The photoresponses of structurally identified amacrine cells in the turtle retina

Intracellular recordings were obtained from amacrine cells afterwards identified morphologically by horseradish peroxidase injection. There is a correlation between the time course of the photoresponses and the distribution of the cell processes across the inner plexiform layer (i. p. l.). Cells producing the shortest duration, transient ‘on‒off’ photoresponses branched in a single, narrow stratum of the i. p. l. (3‒7 μm across). Transient photoresponses with a longer time course were recorded from cells branching in a thicker stratum of i. p. l. (up to 20 μm), or from bistratified cells.
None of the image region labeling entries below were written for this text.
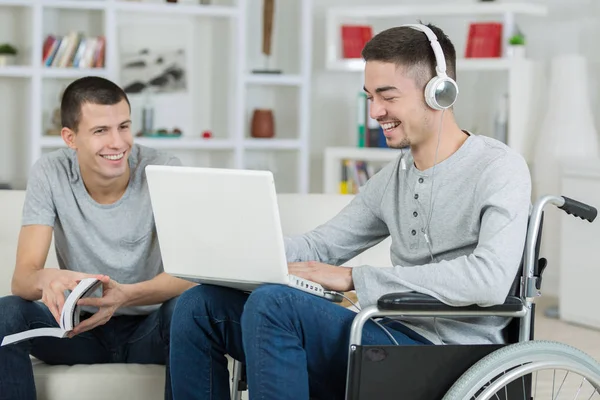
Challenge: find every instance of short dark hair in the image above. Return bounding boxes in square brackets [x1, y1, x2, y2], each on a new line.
[60, 76, 131, 132]
[362, 22, 456, 89]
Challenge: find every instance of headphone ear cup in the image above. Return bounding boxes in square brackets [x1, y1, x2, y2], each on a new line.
[425, 76, 458, 110]
[425, 76, 442, 110]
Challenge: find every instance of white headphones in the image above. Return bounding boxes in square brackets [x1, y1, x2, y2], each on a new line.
[402, 24, 458, 110]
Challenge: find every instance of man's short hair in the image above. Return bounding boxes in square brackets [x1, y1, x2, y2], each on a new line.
[60, 76, 131, 132]
[362, 24, 456, 89]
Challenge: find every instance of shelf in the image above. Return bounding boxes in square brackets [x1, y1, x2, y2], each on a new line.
[40, 136, 235, 150]
[41, 67, 107, 79]
[246, 74, 303, 86]
[115, 1, 238, 17]
[329, 2, 548, 18]
[42, 0, 107, 10]
[0, 0, 33, 7]
[325, 147, 400, 162]
[0, 66, 33, 78]
[327, 58, 520, 72]
[133, 137, 235, 150]
[244, 139, 302, 150]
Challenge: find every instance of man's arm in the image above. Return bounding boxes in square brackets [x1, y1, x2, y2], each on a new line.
[352, 152, 531, 306]
[11, 225, 54, 301]
[284, 162, 397, 265]
[122, 272, 197, 307]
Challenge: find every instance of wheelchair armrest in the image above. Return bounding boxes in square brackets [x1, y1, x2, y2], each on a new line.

Amacrine cells producing sustained centre-on or centre-off photoresponses were radially diffused across the whole i. p. l.; therefore this type of photoresponse need not be associated with a specific cellular stratification within the i. p. l. It is concluded that the two main functional types of amacrine cell, i. e. transient on‒off and sustained centre-on and centre-off, are subject to different structural organization of inputs than are the homologous physiological types of ganglion cells in this species, in the cat and in the carp. In a summary diagram the observed characteristics of the photoresponses are tentatively explained in term s of a non-homogeneous distribution of bipolar synaptic inputs along amacrine cell processes.